FOU DE BASSIN

L’eau dans la ville, du lac à la rivière, du quai à la plage, allume les plaisirs des horizons et des espaces, et fleuves, lacs, mers et ports, sont, avec les forêts, nos réservoirs d’imaginaires.

Ces surfaces d’eau, scènes vierges de théâtre, ouvrent les respirations non bâties de l’urbain et emportent le citadin comme à la lisière de la jungle des villes.

Pour la compagnie ilotopie, l’eau est un nouveau champ d’expérience pour un théâtre contemporain s’exubérant dans l’énergie d’un élément primordial.

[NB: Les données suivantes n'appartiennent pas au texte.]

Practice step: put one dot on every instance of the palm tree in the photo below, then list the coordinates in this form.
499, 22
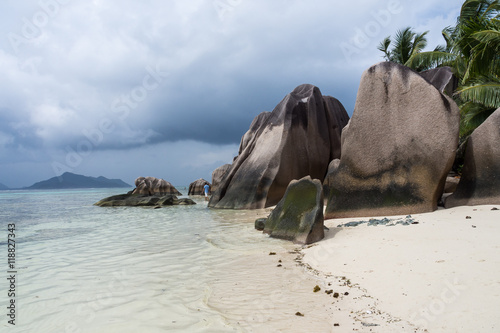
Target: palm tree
407, 44
473, 52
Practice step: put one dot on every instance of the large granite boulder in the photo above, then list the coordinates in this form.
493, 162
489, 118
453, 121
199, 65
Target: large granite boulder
154, 186
398, 148
480, 182
143, 200
218, 175
197, 187
298, 138
299, 215
442, 78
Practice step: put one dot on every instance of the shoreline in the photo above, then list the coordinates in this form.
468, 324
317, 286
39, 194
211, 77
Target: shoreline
439, 274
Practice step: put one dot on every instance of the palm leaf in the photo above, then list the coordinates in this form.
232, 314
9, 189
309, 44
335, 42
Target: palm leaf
487, 93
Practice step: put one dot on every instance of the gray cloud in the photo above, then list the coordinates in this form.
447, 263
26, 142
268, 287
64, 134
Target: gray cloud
130, 74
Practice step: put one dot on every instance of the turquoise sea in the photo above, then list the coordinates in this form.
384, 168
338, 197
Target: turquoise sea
82, 268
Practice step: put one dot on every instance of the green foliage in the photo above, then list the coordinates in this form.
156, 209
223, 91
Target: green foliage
472, 50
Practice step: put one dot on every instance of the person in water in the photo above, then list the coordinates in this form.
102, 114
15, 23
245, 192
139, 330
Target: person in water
206, 189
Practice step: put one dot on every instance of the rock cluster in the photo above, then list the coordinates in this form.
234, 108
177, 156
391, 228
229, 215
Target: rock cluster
397, 149
154, 186
197, 187
298, 138
137, 200
480, 182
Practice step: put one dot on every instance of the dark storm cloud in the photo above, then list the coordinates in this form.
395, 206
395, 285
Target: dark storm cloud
109, 76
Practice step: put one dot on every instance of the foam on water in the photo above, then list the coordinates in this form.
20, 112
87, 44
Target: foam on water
83, 268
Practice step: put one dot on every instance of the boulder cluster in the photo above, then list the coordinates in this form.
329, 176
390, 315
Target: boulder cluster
393, 157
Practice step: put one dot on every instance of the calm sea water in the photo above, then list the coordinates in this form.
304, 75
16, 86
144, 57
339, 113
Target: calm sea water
81, 268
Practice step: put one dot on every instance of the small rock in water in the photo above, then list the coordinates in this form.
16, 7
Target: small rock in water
260, 224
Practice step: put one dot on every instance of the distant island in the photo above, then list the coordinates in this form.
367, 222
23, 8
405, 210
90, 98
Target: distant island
70, 180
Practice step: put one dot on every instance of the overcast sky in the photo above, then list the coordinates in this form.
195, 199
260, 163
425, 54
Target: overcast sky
157, 88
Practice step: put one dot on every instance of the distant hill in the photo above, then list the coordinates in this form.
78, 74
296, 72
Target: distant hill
71, 180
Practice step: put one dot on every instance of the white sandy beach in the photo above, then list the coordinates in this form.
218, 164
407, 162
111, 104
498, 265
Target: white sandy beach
440, 275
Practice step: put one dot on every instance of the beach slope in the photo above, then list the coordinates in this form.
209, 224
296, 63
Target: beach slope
441, 272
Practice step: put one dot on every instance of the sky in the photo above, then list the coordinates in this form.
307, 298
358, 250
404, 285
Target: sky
124, 89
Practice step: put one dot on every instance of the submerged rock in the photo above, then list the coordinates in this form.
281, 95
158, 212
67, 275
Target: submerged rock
137, 200
260, 224
480, 182
298, 138
197, 187
218, 175
299, 215
398, 148
154, 186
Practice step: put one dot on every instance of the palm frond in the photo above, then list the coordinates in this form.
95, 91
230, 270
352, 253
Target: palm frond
484, 93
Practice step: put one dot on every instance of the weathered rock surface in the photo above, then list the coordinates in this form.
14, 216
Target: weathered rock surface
300, 137
480, 182
217, 176
136, 200
398, 148
154, 186
197, 187
299, 215
451, 184
442, 78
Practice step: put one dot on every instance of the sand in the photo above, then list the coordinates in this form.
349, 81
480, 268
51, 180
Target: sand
441, 274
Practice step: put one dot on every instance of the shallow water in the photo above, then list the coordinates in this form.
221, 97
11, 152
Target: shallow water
82, 268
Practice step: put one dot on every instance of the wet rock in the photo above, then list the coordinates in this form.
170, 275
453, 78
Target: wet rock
299, 215
197, 187
154, 186
299, 138
218, 175
260, 224
141, 200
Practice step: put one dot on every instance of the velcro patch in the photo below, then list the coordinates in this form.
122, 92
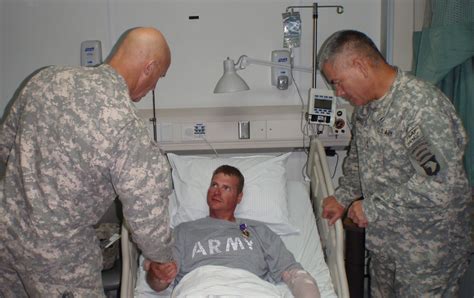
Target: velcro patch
421, 152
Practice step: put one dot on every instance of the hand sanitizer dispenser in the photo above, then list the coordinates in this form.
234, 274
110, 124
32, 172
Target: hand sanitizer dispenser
281, 77
91, 53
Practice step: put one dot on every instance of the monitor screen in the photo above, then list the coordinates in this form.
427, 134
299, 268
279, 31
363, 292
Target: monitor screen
322, 104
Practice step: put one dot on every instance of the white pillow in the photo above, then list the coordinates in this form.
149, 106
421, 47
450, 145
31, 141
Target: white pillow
264, 196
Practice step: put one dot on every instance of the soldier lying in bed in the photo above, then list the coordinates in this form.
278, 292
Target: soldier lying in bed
221, 239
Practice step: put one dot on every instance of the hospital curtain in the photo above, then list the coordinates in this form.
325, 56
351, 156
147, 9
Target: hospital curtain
444, 55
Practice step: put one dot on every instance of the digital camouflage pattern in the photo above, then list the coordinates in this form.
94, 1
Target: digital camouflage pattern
405, 159
71, 143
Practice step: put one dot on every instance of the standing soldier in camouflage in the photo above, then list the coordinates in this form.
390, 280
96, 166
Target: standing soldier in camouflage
405, 160
71, 143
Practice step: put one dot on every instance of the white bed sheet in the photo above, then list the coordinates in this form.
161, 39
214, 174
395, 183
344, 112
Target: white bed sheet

Avec l’eau, toutes les mythologies sont déjà là, en nous.

Mais le futur fait signe aussi, du surf à la cité lacustre, des énergies nouvelles aux craintes de pénuries, des déluges aux demandes d’eau-delà.

En résolvant les innombrables difficultés techniques pour permettre à l’acteur de garder ses forces expressives et sa liberté de mouvement sur l’élément liquide, nous avons aussi compris que sur l’immensité aquatique, chaque image vivante est arrachée à son improbabilité et fabrique un nouveau mythe, d’un seul geste et d’un seul comportement.

Ainsi une « pièce d’eau » est née avec 15 acteurs et des milliers de spectateurs : Fous de Bassin.

Baigné par l’écriture musicale originale de Phil Spectrumce spectacle de nuit emporte l’esprit, quand un simple quotidien urbain, entre voiture et lampadaires, promeneuses et bicyclette, bascule en des scènes de déraison et quand le sensé s’évapore au profit d’un autre monde ; acteurs-chimères, joutes de feux, envolés musicales et mécaniques incandescentes vont alors, à coups de magistrales touches de lumières, de couleurs et de détonations, tracer la condition éphémère, dramatique et utopique de l’homme.